Это книга не о великих подвигах, не об исторической победе наших войск под Сталинградом, не о тыле, не о нашем боевом духе, жаловался один из участников встречи своим коллегам. Она – о неукротимой жестокости, подлости и двуличности. Даже самые благородные герои вынуждены притворяться, лицемерить, ловчить и в целом “играть в изнуряюще сложную игру”, чтобы избежать предательства и репрессий. По мнению собравшихся, Гроссману следовало быть осмотрительнее и благоразумнее. Он же сам был ветераном Сталинграда. Полноватым мужчинам в костюмах пришлась не по нраву та настойчивость, с которой Гроссман хотел обсуждать трусость и страх (в то время как они ждали от него рассказов о героизме), они возражали против того, что он периодически изображал смерть.
Гроссману так и не довелось увидеть роман напечатанным. До самой своей смерти в 1964 году он продолжал верить, что все копии рукописи были уничтожены. Редакторы журнала “Знамя” сказали ему, что его персонажам “не хватает человеческой теплоты”. Его обвинили в том, что он намекал на то, что в стране как во время войны, так и до нее, была установлена тоталитарная система, бесчеловечная и враждебная человеческому духу, обрекающая людей жить в страхе, вести себя безнравственно по отношению друг к другу, предавать друг друга, лгать, обманывать, бросать жен и детей. Невольно задумаешься о том, что должны были испытывать обитатели именно такого мира, обличая книгу. Их вывод: книге не хватает исторической объективности[808]
.Лицемерие редко бывает привлекательным, и трудно противиться искушению просто осудить его со всем высокомерием, свойственным ретроспективному взгляду в прошлое. Однако послевоенные эвфемизмы и героические мифы выполняли определенные важные функции, облегчая – обезболивая – хотя бы отчасти неловкость и муки адаптации, горя и вины. Подобно традиционным ламентациям, которые избегают упоминаний о крови и костях и бесконечно идут по заведенному кругу чувства, прежде чем принять более формальные, управляемые очертания, безвкусная военная поэзия и кинофильмы создавали мир, лишенный внутренних противоречий, фантазию о стойкости и выживании. Это был акт коллективного побега, эскапизма, добровольная анестезия, и те, кто вспоминает об этом сегодня, верят, что она срабатывала.
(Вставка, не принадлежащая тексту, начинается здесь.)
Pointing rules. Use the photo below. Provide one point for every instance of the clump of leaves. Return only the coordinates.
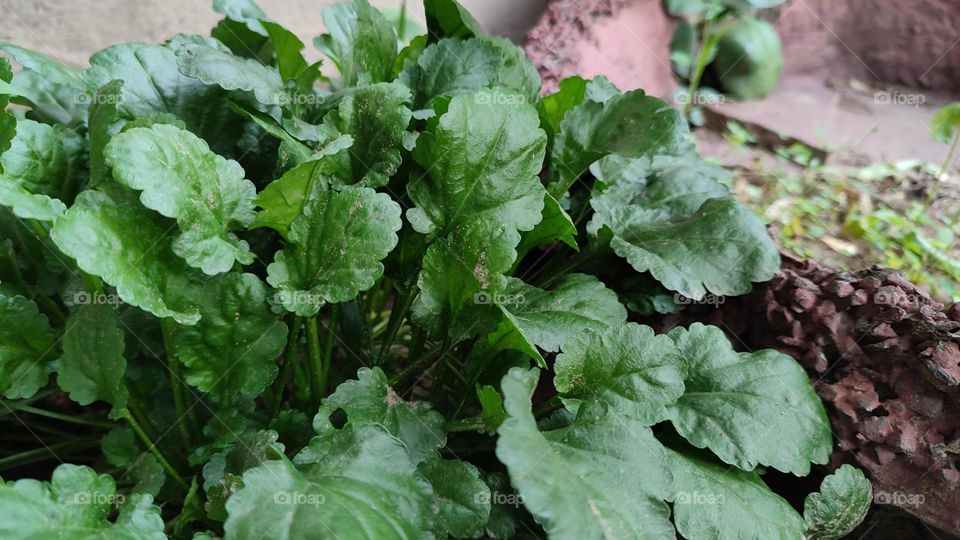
(389, 304)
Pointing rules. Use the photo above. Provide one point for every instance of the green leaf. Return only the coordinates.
(181, 178)
(481, 189)
(56, 93)
(363, 486)
(111, 237)
(92, 367)
(453, 67)
(463, 497)
(448, 19)
(76, 504)
(602, 477)
(27, 346)
(361, 42)
(534, 318)
(749, 408)
(376, 116)
(627, 368)
(335, 249)
(945, 123)
(714, 500)
(40, 169)
(630, 124)
(675, 220)
(234, 347)
(369, 400)
(840, 505)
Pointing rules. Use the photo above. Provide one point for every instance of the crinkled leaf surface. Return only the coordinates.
(111, 236)
(840, 505)
(626, 367)
(481, 189)
(713, 500)
(181, 178)
(673, 219)
(362, 43)
(361, 486)
(748, 408)
(27, 346)
(234, 347)
(92, 366)
(602, 477)
(534, 317)
(376, 117)
(369, 400)
(335, 248)
(631, 124)
(76, 504)
(463, 497)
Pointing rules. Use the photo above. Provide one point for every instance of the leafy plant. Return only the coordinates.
(389, 304)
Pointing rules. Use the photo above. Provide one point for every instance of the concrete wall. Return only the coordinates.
(72, 30)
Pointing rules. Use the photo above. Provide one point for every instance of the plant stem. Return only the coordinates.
(65, 417)
(317, 382)
(184, 417)
(289, 359)
(152, 448)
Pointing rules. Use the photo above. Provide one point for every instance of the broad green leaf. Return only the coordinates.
(361, 42)
(369, 400)
(534, 317)
(713, 500)
(234, 347)
(448, 19)
(626, 367)
(216, 67)
(335, 248)
(111, 237)
(56, 92)
(481, 189)
(76, 504)
(92, 366)
(555, 226)
(376, 117)
(453, 67)
(602, 477)
(153, 86)
(41, 169)
(630, 124)
(463, 497)
(182, 179)
(27, 346)
(748, 408)
(362, 486)
(945, 123)
(840, 505)
(672, 218)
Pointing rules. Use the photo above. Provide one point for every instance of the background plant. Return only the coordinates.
(384, 304)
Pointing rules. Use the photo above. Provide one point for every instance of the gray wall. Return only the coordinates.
(71, 30)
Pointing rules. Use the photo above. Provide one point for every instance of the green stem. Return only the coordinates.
(316, 361)
(289, 359)
(65, 417)
(152, 448)
(184, 418)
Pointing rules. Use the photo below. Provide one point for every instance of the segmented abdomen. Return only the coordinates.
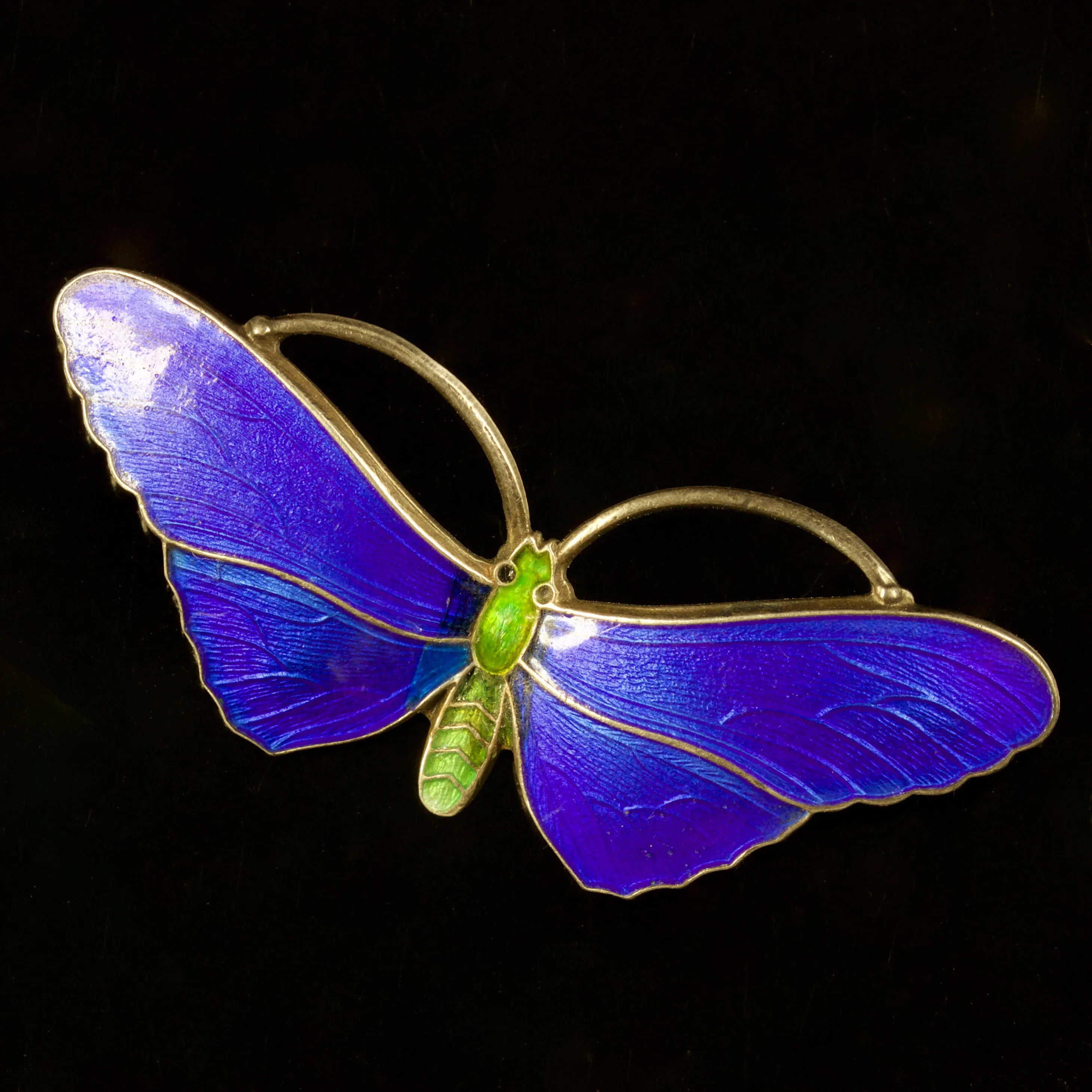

Советские люди, выжившие на войне, не помнят травму. Они видят себя не жертвами, а героями. Это правда, что их жизнерадостность зависела от постоянной сосредоточенности, коллективного ободрения и отказа пристальнее вглядеться в тяжелые, мрачные подробности недавнего прошлого. Были и те, кто не справился, сломался – ленинградские врачи хорошо знали такие случаи. Если верить их объяснениям, “люди с самой слабой нервной системой” сдавались первыми и умирали, однако никто не может сказать наверняка, сколько людей продолжали страдать от неотступных воспоминаний о прошлом, от отзвуков и образов войны[809]
. Государство постаралось, чтобы некоторые из этих выживших исчезли с глаз долой: их высылали и запирали в лечебницы для хронических больных. Но ни у государства, ни у медиков не было монополии на использование принуждения и методов давления на таких людей, с тем чтобы заставить их продолжать жить, оставаться в живых, заново отстроить свой мир.У давления и принуждения было несколько источников. Фундаментальное значение здесь имела коллективная традиция, а также привычка прибегать к иносказаниям и отмалчиваться. Отчасти свою роль сыграло огромное бремя работы – каждый, кто рассказывает вам о послевоенной жизни, обязательно упоминает, что людям в то время просто некогда было вглядываться в себя и заниматься самоанализом. Однако в результате у общества оказалось слишком много тайн и секретов (истории голода, воровства, людоедства, воспоминания о тех, кто исчез без следа, рассказы о жестоком кровопролитии военного времени, о пуле в спину товарища, о массовых изнасилованиях и расправах с гражданским населением в Пруссии), а молчание стало всепобеждающим правилом. Некоторые говорят, что всегда обсуждали все эти темы в кругу семьи. Луиза Карловна утверждает, что ее мать рассказала им обо всем. “Мы об этом всегда говорили, – вторит ей и более молодая женщина, внучка большевика-интеллектуала, – сидели на кухне по вечерам и вспоминали”. Но не у всех была семья, а у многих не было и частного пространства личной кухни.